6. The virtual power plant multi-scale market coordinated bidding and dispatching method according to claim 1, characterized in that, The method of projecting the high-dimensional operation model of the virtual power plant onto a two-dimensional plane with exchange power and operating cost as coordinates through vertex search to obtain an equivalent projection model includes: using the exchange power and operating cost of the virtual power plant as coordinate variables of the two-dimensional projection plane; The linear programming problem is solved sequentially along multiple uniformly distributed search directions in the two-dimensional projection plane to determine all vertices of the projected polygon; The vertices are connected into a convex polygon using the convex hull algorithm, resulting in an equivalent projection model that is precisely described by a set of linear inequalities.
7. The virtual power plant multi-scale market coordinated bidding and dispatching method according to claim 1, characterized in that, The method of solving intraday bidding decisions using mixed integer programming-deep Q-networks includes: modeling the day-ahead-real-time two-stage bidding decision problem as a Markov decision process, defining a state space that includes grid topology, resource operating status, market environment information and operating cost status, and a mixed action space that includes market-declared power and resource adjustment instructions; Deep Q-networks generate initial action suggestions based on the current state; The mixed-integer programming module aims to minimize the quadratic deviation from the original action proposal. It solves the convex quadratic programming problem under the conditions of power balance, resource physical constraints, external characteristic constraints, and market declaration limits to obtain feasible actions.

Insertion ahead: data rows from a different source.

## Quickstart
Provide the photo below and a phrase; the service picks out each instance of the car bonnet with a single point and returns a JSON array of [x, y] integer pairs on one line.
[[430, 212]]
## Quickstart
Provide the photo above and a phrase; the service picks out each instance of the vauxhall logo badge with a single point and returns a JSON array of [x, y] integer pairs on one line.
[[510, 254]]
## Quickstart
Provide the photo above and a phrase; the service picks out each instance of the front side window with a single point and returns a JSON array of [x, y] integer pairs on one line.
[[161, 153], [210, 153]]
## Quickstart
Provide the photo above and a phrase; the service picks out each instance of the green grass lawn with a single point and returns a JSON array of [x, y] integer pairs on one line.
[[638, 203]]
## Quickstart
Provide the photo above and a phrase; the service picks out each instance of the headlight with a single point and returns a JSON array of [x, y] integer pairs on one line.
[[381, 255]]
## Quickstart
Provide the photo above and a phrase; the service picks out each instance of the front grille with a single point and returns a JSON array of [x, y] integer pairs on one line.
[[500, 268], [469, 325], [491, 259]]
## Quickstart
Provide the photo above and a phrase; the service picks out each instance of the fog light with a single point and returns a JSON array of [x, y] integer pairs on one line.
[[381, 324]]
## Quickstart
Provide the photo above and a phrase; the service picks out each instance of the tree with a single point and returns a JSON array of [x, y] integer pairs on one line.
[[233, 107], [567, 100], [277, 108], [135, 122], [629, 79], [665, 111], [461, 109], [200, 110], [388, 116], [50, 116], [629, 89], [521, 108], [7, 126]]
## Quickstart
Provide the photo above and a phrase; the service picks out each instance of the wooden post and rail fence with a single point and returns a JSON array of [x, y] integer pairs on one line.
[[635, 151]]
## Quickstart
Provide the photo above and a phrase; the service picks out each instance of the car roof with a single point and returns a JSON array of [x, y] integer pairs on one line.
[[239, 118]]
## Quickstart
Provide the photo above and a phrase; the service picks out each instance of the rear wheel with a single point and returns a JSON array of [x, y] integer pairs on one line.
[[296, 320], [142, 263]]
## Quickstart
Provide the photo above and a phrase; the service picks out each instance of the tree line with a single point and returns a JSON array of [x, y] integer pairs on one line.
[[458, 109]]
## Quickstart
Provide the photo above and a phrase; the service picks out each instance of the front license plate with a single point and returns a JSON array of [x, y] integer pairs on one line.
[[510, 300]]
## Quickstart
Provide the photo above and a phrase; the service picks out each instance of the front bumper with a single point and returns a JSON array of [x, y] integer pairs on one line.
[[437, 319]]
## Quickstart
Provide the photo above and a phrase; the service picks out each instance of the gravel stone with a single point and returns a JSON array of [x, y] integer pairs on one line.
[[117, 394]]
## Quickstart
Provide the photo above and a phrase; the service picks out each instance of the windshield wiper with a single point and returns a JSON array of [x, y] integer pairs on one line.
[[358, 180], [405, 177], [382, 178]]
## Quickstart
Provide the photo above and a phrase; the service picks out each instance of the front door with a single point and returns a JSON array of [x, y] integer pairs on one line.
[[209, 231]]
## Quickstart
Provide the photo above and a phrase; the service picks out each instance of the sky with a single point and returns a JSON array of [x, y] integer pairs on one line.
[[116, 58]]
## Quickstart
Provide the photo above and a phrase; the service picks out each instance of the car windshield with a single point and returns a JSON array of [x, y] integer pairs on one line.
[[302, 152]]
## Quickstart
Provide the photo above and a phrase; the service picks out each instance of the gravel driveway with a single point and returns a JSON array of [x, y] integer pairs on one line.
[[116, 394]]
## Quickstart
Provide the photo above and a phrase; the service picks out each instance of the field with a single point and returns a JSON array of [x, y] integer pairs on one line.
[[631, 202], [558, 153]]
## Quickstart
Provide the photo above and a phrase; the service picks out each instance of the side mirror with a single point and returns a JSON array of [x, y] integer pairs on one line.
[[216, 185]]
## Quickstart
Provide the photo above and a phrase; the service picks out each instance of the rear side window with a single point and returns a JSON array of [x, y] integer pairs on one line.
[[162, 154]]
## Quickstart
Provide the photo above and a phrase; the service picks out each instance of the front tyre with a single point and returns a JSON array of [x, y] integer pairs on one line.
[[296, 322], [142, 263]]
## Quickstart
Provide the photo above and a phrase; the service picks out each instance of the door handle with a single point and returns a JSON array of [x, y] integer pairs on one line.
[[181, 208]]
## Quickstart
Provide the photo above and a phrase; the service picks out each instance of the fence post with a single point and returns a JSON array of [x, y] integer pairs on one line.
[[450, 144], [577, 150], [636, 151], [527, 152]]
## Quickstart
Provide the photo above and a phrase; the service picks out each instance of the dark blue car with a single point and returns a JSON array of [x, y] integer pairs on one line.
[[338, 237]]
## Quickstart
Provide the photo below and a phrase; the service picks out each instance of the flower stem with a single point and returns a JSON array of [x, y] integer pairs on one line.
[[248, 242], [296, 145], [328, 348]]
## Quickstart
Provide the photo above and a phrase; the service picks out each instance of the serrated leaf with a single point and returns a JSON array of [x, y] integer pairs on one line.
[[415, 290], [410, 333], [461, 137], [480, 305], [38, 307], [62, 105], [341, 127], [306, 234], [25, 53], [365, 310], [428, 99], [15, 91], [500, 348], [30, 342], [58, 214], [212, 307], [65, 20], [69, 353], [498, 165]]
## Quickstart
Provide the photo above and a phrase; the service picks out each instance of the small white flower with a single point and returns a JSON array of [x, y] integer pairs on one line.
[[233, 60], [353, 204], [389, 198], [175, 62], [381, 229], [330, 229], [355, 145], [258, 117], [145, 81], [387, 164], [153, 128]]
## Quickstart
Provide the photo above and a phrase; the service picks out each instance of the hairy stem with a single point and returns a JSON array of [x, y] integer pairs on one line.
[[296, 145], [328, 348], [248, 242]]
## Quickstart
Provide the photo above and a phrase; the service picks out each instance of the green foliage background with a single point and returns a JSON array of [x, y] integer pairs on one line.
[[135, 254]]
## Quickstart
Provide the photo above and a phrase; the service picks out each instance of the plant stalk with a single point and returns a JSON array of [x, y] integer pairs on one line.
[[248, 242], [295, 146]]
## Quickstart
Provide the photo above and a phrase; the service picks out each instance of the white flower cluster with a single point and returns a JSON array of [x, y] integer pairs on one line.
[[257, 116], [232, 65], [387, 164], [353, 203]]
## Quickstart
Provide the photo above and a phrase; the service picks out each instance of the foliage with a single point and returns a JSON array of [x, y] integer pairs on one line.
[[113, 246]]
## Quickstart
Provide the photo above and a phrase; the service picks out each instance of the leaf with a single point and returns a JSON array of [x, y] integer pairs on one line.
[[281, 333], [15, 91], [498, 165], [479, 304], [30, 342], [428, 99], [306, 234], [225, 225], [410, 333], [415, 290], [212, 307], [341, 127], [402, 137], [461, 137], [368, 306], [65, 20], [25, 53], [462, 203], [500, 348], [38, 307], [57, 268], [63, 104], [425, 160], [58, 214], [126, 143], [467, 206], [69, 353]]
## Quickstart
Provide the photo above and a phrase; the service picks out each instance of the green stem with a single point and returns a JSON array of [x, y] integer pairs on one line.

The action is applied to the virtual power plant system to calculate the reward and update the deep Q network parameters. 8.The virtual power plant multi-scale market coordinated bidding and dispatching method according to claim 1, characterized in that, The selection of active or responsive interaction mode to interact with the power grid includes: when the power grid provides price or demand signals, selecting responsive interaction mode: receiving peak-shaving demand or price signals from the power grid, calculating the minimum cost at each response level according to a preset step size, generating a "response quantity - price" curve and reporting it to the power grid; When the power grid does not provide price or demand signals, the active interaction mode is selected: the aggregated model of the virtual power plant is directly reported to the power grid dispatch center or market clearing engine as a generator-like model. The aggregated model includes power boundaries, ramp boundaries and piecewise linear cost functions.